Efforts like yesterday’s aren’t a question of superlative. Rather, they are one of frequency and strength. Contemporary feminism, it seems to me, is most successful by simultaneously raising hell and raising it continually. Our national discourse has become too stubborn and too fixed in naked fear to listen without this. Of course I’m not calling for a shouting match, but I am encouraging more exposure, more often, all the time.
Normalizing the act of protest comes with a dilemma: Does this detract from the messages being sent? On the other hand, normalizing the fact that women should be taken seriously as they protest is the first step toward combatting fear of the empowered woman. Recently, the art world has addressed just that.
Today, Kristen Visbal’s “Fearless Girl” stands in front of Wall Street’s bull. This statue represents the contemporary women’s movement in all its glory. She is notably smaller than the bull, their relationship making the case that frequency and persistency have become the contemporary questions of achieving empowerment. Because both are made of the same material, the statue simultaneously acknowledges the cause she’s up against and warns it against misrepresenting what they share. It’s too big a risk, she seems to argue, to keep looking down on us. It’s too big a risk, she maintains, not to let us in.

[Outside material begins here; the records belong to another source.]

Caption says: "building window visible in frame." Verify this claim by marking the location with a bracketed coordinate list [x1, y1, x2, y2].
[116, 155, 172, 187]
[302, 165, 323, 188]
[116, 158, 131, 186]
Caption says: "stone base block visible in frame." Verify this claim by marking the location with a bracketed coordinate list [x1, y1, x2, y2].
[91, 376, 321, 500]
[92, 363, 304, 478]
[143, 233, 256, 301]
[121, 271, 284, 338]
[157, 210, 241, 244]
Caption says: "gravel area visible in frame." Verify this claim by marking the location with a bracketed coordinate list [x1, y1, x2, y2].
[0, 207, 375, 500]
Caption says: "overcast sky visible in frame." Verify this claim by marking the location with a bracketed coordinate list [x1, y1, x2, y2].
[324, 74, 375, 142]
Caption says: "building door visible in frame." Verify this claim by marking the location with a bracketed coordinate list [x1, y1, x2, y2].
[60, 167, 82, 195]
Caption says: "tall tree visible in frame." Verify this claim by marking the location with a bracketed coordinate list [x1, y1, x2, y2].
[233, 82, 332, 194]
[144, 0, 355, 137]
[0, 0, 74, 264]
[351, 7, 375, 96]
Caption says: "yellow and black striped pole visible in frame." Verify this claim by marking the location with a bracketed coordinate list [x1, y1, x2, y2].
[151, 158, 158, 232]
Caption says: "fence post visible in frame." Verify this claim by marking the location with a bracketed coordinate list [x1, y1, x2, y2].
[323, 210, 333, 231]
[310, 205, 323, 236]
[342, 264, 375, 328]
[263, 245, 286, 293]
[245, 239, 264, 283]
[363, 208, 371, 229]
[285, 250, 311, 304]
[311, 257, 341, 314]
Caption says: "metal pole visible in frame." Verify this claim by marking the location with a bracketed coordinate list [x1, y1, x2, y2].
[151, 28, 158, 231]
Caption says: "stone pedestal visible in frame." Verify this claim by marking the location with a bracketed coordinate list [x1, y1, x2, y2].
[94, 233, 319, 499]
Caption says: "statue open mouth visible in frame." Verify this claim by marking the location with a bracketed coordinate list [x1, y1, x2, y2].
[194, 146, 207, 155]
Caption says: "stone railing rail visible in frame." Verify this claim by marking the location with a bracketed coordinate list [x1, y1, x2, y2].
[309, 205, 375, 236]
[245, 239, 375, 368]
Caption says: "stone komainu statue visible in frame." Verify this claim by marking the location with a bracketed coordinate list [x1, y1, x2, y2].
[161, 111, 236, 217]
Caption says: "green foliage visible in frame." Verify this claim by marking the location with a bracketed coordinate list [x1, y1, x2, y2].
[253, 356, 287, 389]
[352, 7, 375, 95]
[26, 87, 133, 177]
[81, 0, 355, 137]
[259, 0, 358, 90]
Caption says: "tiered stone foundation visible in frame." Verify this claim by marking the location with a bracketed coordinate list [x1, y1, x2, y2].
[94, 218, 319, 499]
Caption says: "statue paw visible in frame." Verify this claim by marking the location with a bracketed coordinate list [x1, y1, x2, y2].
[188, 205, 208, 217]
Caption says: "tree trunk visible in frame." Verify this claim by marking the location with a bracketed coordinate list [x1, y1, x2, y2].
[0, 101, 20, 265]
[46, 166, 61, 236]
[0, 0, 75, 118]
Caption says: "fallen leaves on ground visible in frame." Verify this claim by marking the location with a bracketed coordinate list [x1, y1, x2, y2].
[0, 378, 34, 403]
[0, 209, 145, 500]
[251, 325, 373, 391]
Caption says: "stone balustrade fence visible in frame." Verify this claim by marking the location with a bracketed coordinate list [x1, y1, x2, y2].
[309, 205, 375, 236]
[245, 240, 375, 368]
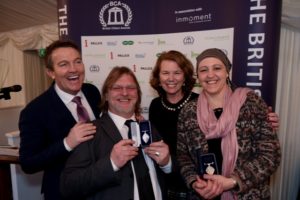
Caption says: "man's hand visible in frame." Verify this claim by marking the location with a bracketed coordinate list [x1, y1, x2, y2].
[145, 140, 170, 166]
[192, 177, 223, 199]
[66, 122, 96, 149]
[110, 139, 138, 168]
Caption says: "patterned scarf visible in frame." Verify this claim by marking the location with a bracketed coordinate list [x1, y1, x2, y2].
[197, 87, 251, 200]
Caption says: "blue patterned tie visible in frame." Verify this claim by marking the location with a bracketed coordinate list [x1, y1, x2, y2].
[125, 119, 155, 200]
[72, 96, 90, 122]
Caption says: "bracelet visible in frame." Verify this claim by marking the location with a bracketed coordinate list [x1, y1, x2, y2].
[231, 178, 239, 190]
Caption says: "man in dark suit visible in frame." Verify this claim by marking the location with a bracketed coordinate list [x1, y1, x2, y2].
[61, 67, 172, 200]
[19, 41, 101, 200]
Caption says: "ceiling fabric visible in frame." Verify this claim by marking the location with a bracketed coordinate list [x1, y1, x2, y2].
[0, 0, 57, 33]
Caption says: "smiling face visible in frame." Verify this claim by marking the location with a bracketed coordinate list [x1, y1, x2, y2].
[159, 60, 185, 97]
[106, 74, 138, 118]
[47, 47, 85, 95]
[197, 57, 228, 96]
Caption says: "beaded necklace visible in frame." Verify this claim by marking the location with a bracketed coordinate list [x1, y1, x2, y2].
[160, 93, 192, 112]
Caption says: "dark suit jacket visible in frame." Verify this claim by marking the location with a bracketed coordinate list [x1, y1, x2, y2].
[61, 113, 166, 200]
[19, 84, 101, 200]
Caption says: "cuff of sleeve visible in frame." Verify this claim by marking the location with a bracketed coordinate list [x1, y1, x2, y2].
[159, 157, 172, 174]
[110, 158, 120, 172]
[63, 138, 73, 152]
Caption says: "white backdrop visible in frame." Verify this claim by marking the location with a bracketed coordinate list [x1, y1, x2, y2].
[81, 28, 234, 118]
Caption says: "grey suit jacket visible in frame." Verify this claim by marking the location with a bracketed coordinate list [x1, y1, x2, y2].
[60, 113, 166, 200]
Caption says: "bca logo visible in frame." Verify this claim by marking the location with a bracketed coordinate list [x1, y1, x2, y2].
[99, 1, 133, 29]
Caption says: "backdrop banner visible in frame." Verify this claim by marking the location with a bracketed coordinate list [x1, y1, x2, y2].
[58, 0, 281, 116]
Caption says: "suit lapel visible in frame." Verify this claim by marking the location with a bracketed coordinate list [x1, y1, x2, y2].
[49, 85, 76, 124]
[101, 113, 123, 143]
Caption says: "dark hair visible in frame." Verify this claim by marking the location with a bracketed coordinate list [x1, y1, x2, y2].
[100, 66, 142, 115]
[150, 50, 196, 95]
[44, 40, 80, 70]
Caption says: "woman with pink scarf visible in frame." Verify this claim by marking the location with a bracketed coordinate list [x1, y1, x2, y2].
[177, 48, 281, 200]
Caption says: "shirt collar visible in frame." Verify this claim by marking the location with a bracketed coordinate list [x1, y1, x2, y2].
[54, 83, 83, 104]
[108, 111, 136, 130]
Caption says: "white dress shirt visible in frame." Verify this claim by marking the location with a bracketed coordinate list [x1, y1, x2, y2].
[54, 83, 96, 151]
[108, 111, 162, 200]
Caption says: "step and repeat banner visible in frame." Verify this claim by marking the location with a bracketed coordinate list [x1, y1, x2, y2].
[58, 0, 281, 117]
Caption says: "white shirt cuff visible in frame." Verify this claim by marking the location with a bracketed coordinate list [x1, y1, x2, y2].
[159, 157, 172, 174]
[64, 138, 73, 152]
[110, 159, 119, 172]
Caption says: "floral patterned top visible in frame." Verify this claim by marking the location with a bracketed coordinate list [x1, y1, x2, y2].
[177, 92, 281, 200]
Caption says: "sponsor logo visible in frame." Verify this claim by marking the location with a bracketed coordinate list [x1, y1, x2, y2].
[141, 67, 152, 71]
[122, 40, 134, 45]
[191, 51, 199, 58]
[117, 53, 130, 58]
[106, 41, 118, 46]
[141, 106, 149, 114]
[83, 40, 103, 47]
[137, 41, 154, 45]
[183, 36, 195, 45]
[99, 1, 133, 30]
[91, 41, 102, 46]
[89, 65, 100, 72]
[157, 39, 166, 45]
[84, 53, 106, 58]
[134, 53, 146, 58]
[174, 8, 212, 24]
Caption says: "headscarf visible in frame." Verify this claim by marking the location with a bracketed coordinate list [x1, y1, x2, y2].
[197, 87, 251, 200]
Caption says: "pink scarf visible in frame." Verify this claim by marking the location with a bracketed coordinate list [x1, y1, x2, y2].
[197, 87, 251, 200]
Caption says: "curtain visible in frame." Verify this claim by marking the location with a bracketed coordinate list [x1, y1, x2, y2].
[0, 23, 58, 109]
[271, 19, 300, 200]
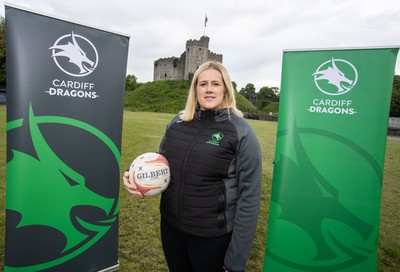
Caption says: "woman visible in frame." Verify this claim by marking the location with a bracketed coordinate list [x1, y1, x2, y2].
[123, 62, 261, 272]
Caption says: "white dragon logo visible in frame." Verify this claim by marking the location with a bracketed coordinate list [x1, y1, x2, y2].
[49, 31, 98, 76]
[312, 58, 358, 95]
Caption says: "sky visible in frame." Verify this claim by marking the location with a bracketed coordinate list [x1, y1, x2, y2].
[0, 0, 400, 91]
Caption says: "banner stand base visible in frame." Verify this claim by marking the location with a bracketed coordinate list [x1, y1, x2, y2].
[97, 263, 119, 272]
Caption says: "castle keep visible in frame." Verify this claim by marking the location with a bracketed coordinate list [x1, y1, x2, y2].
[153, 36, 222, 81]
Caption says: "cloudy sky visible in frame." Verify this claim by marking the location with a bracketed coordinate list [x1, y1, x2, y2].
[0, 0, 400, 90]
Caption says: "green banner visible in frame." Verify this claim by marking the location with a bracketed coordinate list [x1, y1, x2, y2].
[264, 48, 398, 272]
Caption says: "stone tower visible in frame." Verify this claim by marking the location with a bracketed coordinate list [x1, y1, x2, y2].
[153, 36, 222, 81]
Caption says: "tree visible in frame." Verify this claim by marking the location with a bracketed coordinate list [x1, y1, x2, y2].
[239, 83, 256, 99]
[258, 86, 279, 102]
[0, 16, 6, 89]
[390, 75, 400, 117]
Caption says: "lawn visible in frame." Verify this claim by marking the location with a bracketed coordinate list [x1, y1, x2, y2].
[0, 105, 400, 272]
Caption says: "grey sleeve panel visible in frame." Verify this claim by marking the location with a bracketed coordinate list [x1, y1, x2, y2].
[225, 115, 262, 271]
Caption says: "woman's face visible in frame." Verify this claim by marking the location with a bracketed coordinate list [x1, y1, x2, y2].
[196, 68, 225, 110]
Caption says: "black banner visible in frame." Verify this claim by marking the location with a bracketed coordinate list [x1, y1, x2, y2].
[5, 5, 129, 271]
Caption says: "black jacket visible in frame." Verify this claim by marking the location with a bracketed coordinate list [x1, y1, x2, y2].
[159, 109, 261, 271]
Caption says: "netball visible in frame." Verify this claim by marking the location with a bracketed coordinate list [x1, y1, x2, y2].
[129, 152, 171, 197]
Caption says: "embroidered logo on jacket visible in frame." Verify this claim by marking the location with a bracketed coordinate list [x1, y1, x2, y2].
[207, 132, 224, 146]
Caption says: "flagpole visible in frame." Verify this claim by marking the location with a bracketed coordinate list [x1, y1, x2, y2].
[203, 14, 208, 36]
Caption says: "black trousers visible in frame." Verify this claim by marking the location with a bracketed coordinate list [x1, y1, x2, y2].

Much like the women’s movement in general, “Fearless Girl” stands up to the male-centric financial world by placing herself in danger. In danger of lower wages, of less respectability on the job, of being silenced over a male colleague’s contribution. Her placement at the center of the world’s financial industry speaks volumes about the industry itself. A Woman’s Place is in the Resistance, she argues, poised with hands on hips to confront something that’s been more powerful than her for too long now. She speaks truth to patriarchy by reminding them it’s not all about the shouting match.
And people are listening. Consider the Change.org petition calling to make the statue permanent. With over 1,900 signatures, this petition represents a call to action and the American people’s response. This is the cycle of political art we so desperately need to stand alongside IWD and its fight more people are subscribing to. Make the art, sign the petition, stand up — through any way you can — for what this cause deserves.
Efforts like “Fearless Girl” will define the artistic response always welcomed by the women’s movement. Along with the thousands who were happily surprised when she appeared on scene, taking photos of and with her, the resistance will continually be defined through days like IWD and responses like the Wall Street statue. The future of the resistance is frequency and strength in numbers. I’d like to believe “Fearless Girl” stands by that too when she turns her back away from detractors and dissenters and all they have to spite to confront her problem at hand.